BME Ph.D. student receives Best Abstract Award at the Montreal AI Neuroscience (MAIN) conference

Congratulations to BME Ph.D. student Peng Liu (SMILE Lab), who received the Best Abstract Award (undergraduate and graduate level) at the Montreal AI & Neuroscience (MAIN) conference.

Through interdisciplinary collaboration, Liu was mentored by Dr. Ruogu Fang and Dr. Mingzhou Ding. Liu presented his research on deep neural network model for perceiving emotions in affective images that includes both a visual cortex module and an amygdala/orbital frontal cortex (OFC) module. The model was trained to predict the valence from affective images (training data) and tested against the normative valence ratings of similar images (testing data). The activities of the amygdala/OFC module of the fully trained model were also compared with fMRI data recorded from human subjects viewing images using the representational similarity analysis.

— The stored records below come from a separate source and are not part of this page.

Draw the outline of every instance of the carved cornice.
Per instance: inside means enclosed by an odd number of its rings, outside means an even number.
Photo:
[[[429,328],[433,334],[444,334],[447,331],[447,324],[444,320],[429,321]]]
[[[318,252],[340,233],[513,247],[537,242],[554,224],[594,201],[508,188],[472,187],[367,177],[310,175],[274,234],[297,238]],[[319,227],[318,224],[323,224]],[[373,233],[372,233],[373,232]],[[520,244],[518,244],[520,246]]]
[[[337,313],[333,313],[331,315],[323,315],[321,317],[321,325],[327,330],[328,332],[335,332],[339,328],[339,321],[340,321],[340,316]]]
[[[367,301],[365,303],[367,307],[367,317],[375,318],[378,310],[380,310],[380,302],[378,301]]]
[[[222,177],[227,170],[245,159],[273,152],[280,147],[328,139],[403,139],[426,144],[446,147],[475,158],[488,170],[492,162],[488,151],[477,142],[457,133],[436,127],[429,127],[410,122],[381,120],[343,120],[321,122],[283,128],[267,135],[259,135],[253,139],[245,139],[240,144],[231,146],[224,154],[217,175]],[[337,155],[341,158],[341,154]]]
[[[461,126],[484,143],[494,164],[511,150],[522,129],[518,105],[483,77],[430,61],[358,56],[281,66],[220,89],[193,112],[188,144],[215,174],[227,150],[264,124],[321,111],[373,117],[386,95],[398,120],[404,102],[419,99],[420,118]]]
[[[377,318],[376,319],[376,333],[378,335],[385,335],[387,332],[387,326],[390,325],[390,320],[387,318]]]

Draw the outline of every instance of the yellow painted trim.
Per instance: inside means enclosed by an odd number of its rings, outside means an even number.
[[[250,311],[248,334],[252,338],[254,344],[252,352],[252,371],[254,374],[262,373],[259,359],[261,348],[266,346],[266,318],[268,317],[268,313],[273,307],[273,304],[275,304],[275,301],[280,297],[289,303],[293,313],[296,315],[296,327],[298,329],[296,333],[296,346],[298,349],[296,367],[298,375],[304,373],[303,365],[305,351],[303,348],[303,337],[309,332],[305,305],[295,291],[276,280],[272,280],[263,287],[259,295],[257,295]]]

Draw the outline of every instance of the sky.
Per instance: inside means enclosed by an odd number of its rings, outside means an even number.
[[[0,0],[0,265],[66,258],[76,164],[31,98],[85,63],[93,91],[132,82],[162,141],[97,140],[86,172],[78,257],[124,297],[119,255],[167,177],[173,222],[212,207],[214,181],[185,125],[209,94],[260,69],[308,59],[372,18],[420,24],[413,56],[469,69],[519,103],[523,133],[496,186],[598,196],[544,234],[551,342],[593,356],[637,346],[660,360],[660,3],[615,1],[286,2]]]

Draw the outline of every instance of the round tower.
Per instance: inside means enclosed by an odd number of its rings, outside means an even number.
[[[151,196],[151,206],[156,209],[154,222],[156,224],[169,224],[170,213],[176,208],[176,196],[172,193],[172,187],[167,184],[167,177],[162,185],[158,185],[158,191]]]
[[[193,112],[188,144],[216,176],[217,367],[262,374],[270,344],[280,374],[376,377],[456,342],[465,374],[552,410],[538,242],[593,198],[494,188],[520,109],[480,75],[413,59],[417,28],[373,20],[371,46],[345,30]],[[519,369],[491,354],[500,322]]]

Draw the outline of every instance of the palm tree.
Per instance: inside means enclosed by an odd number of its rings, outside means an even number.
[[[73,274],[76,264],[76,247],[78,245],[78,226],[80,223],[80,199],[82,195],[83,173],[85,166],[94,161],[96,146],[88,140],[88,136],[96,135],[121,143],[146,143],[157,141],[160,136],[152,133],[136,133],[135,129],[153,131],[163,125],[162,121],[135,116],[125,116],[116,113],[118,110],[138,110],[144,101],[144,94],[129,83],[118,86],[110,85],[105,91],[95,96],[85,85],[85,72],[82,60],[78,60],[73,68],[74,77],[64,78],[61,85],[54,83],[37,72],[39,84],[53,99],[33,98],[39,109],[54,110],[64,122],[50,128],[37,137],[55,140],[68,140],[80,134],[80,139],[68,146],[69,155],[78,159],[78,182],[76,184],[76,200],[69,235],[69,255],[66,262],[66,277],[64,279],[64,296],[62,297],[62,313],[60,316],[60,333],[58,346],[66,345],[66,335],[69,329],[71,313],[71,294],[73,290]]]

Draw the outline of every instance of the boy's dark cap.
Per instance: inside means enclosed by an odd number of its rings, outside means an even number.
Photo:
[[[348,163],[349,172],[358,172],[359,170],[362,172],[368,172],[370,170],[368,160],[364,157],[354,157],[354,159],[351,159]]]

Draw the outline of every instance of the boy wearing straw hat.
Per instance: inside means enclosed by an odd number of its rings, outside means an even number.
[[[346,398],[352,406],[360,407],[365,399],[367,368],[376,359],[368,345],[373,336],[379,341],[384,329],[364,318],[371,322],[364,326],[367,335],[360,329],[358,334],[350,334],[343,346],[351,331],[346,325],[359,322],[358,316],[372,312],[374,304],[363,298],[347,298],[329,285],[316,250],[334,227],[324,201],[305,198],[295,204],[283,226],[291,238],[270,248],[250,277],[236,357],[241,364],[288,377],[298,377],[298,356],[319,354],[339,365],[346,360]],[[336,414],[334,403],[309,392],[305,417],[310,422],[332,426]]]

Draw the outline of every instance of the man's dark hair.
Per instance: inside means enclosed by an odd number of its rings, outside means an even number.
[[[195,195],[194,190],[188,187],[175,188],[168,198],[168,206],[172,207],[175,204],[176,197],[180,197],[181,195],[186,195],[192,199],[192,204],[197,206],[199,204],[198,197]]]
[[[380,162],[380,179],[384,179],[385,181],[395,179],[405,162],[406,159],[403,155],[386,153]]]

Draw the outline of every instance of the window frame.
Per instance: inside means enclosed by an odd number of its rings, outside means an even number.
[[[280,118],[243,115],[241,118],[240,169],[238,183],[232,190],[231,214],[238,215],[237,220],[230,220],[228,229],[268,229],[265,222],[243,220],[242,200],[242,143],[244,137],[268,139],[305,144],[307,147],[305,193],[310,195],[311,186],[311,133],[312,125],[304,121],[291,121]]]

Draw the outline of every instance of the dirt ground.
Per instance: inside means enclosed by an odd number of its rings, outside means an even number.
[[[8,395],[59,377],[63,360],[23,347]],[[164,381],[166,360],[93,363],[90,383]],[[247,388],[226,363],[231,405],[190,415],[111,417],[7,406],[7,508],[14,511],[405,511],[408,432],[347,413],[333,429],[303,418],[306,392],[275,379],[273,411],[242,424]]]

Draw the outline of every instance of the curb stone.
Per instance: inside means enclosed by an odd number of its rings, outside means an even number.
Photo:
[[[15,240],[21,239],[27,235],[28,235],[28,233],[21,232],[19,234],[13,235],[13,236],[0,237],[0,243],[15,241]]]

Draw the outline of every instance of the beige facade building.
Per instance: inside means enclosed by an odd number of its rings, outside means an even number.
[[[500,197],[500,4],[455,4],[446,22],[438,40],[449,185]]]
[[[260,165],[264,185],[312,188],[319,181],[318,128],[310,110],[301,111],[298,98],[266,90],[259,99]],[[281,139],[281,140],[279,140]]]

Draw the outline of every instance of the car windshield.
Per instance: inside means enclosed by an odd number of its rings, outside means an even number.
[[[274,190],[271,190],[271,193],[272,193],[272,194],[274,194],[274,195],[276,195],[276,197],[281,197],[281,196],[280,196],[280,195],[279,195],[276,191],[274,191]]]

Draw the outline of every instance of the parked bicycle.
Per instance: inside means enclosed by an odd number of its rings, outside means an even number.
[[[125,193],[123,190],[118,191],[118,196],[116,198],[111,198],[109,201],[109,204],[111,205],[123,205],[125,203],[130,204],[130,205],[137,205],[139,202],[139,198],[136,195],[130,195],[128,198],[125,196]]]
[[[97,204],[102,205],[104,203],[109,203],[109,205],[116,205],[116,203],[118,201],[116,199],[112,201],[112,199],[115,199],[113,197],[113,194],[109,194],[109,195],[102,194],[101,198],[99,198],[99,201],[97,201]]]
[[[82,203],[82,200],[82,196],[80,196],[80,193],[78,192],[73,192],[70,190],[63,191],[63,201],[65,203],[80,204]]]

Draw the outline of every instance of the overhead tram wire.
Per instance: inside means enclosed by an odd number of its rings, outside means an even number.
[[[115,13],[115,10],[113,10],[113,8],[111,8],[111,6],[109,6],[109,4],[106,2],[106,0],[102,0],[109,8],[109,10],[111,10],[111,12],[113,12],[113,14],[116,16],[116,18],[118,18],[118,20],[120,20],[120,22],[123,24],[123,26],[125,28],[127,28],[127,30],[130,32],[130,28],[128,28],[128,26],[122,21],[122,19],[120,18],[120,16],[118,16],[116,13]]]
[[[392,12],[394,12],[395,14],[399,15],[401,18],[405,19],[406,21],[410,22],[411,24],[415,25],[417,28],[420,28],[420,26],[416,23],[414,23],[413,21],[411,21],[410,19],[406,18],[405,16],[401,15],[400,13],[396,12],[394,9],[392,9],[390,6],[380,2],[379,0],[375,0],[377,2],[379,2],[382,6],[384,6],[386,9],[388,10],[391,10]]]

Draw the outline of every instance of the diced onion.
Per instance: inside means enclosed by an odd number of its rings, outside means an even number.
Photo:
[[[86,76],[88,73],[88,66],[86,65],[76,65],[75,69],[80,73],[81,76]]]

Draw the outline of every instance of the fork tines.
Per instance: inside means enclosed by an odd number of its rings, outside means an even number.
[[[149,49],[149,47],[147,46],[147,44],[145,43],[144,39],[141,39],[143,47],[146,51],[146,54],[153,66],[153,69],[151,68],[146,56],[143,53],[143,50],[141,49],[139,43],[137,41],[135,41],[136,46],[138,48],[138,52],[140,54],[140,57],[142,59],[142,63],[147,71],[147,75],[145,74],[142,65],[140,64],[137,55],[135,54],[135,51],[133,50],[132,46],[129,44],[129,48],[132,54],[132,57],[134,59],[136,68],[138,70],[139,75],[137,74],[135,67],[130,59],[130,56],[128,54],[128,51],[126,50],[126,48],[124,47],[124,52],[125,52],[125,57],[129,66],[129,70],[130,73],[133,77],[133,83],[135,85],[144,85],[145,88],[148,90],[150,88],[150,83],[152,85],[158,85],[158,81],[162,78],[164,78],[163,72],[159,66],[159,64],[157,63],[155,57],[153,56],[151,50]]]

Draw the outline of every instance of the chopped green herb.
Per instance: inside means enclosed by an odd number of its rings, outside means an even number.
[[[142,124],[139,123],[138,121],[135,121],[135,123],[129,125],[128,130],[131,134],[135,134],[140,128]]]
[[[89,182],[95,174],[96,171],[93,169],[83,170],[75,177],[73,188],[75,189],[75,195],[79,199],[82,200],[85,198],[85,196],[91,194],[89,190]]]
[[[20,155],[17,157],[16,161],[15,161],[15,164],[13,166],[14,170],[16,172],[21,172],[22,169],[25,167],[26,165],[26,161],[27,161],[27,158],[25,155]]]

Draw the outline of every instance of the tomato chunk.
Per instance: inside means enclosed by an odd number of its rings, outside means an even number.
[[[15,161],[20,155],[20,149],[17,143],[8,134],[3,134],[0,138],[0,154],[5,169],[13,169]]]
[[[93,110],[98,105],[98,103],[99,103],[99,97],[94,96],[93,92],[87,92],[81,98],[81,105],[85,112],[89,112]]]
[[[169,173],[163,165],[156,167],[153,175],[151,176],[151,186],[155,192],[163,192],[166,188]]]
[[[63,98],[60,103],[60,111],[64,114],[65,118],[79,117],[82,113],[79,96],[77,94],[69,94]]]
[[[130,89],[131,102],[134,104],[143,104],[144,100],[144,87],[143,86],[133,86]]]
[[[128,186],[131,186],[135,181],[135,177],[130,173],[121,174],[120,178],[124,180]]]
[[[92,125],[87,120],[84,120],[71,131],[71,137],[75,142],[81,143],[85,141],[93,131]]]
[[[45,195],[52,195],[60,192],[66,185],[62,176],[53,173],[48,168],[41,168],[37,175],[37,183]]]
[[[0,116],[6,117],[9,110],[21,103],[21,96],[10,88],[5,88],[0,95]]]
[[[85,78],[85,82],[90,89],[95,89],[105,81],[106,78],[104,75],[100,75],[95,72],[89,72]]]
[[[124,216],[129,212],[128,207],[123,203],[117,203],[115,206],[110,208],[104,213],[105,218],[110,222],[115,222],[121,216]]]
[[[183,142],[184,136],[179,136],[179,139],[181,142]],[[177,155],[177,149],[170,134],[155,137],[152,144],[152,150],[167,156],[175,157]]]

The results show that (1) the model was able to predict valence with high fidelity (R>0.6) for all four datasets, (2) the model’s performance was considerably worse without the “ILF” mediated pathway, and (3) activities in the second-to-last and last layer of the amygdala/OFC module were comparable with activities in the human amygdala and OFC respectively. These results demonstrated that our DNN model has the capability to recognize the emotional content of affective images and can become a platform for formulating and testing neuroscientific hypotheses.

The goal of MAIN is to bring together trainees, researchers including world leaders in Neuroscience and AI from across the globe, and build a more inclusive and diverse Neuro-AI community.